The government is suing the online mortgage seller, alleging it knowingly submitted claims for hundreds of improperly underwritten Federal Housing Administration-insured loans. These loans allegedly involved inflated appraisals, poor credit risks and borrowers with insufficient incomes.

Quicken also failed its obligation to disclose problems with the loans to the FHA, the suit said. The government also alleges Quicken gave “speed bonuses” to underwriters and encouraged a culture of bending the rules to encourage loan approvals. The suit claims taxpayers lost millions of dollars when the loans went bad.

In its motion, Hudak said Quicken’s attempt to deprive the U.S. government of its chosen venue by filing its suit against the Justice Department on April 17 and invoking a first-filed rule were rejected by a federal judge in Detroit.

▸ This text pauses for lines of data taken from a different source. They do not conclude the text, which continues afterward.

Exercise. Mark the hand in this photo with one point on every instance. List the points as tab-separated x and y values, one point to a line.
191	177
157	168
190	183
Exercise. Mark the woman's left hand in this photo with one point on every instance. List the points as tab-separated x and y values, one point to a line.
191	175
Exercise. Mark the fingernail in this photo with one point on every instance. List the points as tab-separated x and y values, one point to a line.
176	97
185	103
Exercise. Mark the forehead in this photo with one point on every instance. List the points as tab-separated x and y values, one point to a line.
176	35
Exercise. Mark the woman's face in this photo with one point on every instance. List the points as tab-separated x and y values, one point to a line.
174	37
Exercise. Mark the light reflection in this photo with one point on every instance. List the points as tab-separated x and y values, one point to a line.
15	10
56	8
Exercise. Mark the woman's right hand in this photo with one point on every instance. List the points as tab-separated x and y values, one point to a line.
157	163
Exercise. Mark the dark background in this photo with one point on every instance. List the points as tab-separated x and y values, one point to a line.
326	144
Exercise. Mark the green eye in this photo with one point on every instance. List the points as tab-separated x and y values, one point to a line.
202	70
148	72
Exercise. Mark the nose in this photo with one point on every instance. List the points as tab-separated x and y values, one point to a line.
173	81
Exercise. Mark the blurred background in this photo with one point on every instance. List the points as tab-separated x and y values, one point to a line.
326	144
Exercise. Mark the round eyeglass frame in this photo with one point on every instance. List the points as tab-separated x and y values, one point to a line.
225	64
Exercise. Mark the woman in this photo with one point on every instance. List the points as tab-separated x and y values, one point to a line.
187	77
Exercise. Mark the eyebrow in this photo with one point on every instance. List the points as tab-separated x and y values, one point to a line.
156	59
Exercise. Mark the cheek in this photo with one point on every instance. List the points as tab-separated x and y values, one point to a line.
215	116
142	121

Quicken premised its original transfer request on the outcome of its pre-emptive suit, Hudak says, but its renewed motion to transfer venue filed last month “barely mentions” that suit and focuses on its opinion that the Eastern District of Michigan is more convenient to it and its witnesses.

“The Court should not reward Quicken Loans’ filing of meritless pre-emptive suit by granting it its favored forum when this district is an appropriate forum for the case to proceed,” Hudak said.

In April, Quicken founder and president Dan Gilbert told The News that Quicken filed suit first because the Justice Department was on a “witch hunt.” Federal attorneys wanted a “nine-figure settlement” from the Detroit company before filing suit, Gilbert said.

Hudak accused Quicken of ignoring its own connections to Washington, D.C., saying its attorneys in the case are located there and a greater number of FHA loans were originated in and around the D.C. area than Metro Detroit.

Specifically, there were 13,417 total loans, worth more than $2.8 billion, that originated within 200 miles of D.C., while 12,325 loans worth $1.57 billion, were originated in the Detroit area.

The Justice Department and the HUD Office of Inspector General began investigating Quicken — an FHA-approved lender for nearly 27 years — under the False Claims Act.

The scope of the investigation encompassed about 246,000 FHA loans Quicken had originated from mid-2007 through Dec. 31, 2011. The federal government’s lawsuit alleges the loans did not meet federal standards and that Quicken employees regularly spoke of “fudging” a borrower’s income to get approval for FHA insurance.

It included emails from company officials discussing the “bastard income” of borrowers. One email described how a customer was approved for a loan after he stopped paying other bills and his credit score dropped 100 points.

The lawsuit followed numerous settlements between the Justice Department and other mortgage writers, and Quicken officials claimed the federal government was targeting all lenders after the 2008 mortgage meltdown.

Bill Emerson, Quicken Loans CEO, said in a statement on Dec. 31 that by 2013, the company had originated more than 250,000 loans with FHA insurance while maintaining the lowest default rate of all large lenders in the country.

“Yet the DOJ and HUD still retroactively changed the rules and standards for evaluating the company’s FHA insured loans,” Emerson said.

Emerson said the dispute originated when HUD and the DOJ communicated to Quicken Loans that they had jointly assessed that 55 loans out of the 250,000 FHA loans the company originated from 2007-13 did not comply with HUD and the DOJ’s interpretation of FHA lending guidelines.

“The goal of this methodology was to manufacture a hypothetical percentage of uninsurable loans — all without ever actually reviewing the loans individually. They then created a default rate and applied it to all of Quicken Loans’ FHA loans from the time period of which an insurance claim had been filed,” Emerson said.

“Based on this faulty analysis, the DOJ attempted to coerce Quicken Loans to admit wrongdoing and to pay HUD hundreds of millions of dollars.”

Quicken Loans asked for the first venue change in May, but Walton temporarily delayed the government’s case, saying it would be “prudent” to wait for a ruling by a federal court in Detroit, where Quicken Loans sued the government seeking to quash its three-year investigation into the company’s lending practices.

In December, a federal judge in Detroit dismissed Quicken Loans’ lawsuit against the U.S. Justice Department.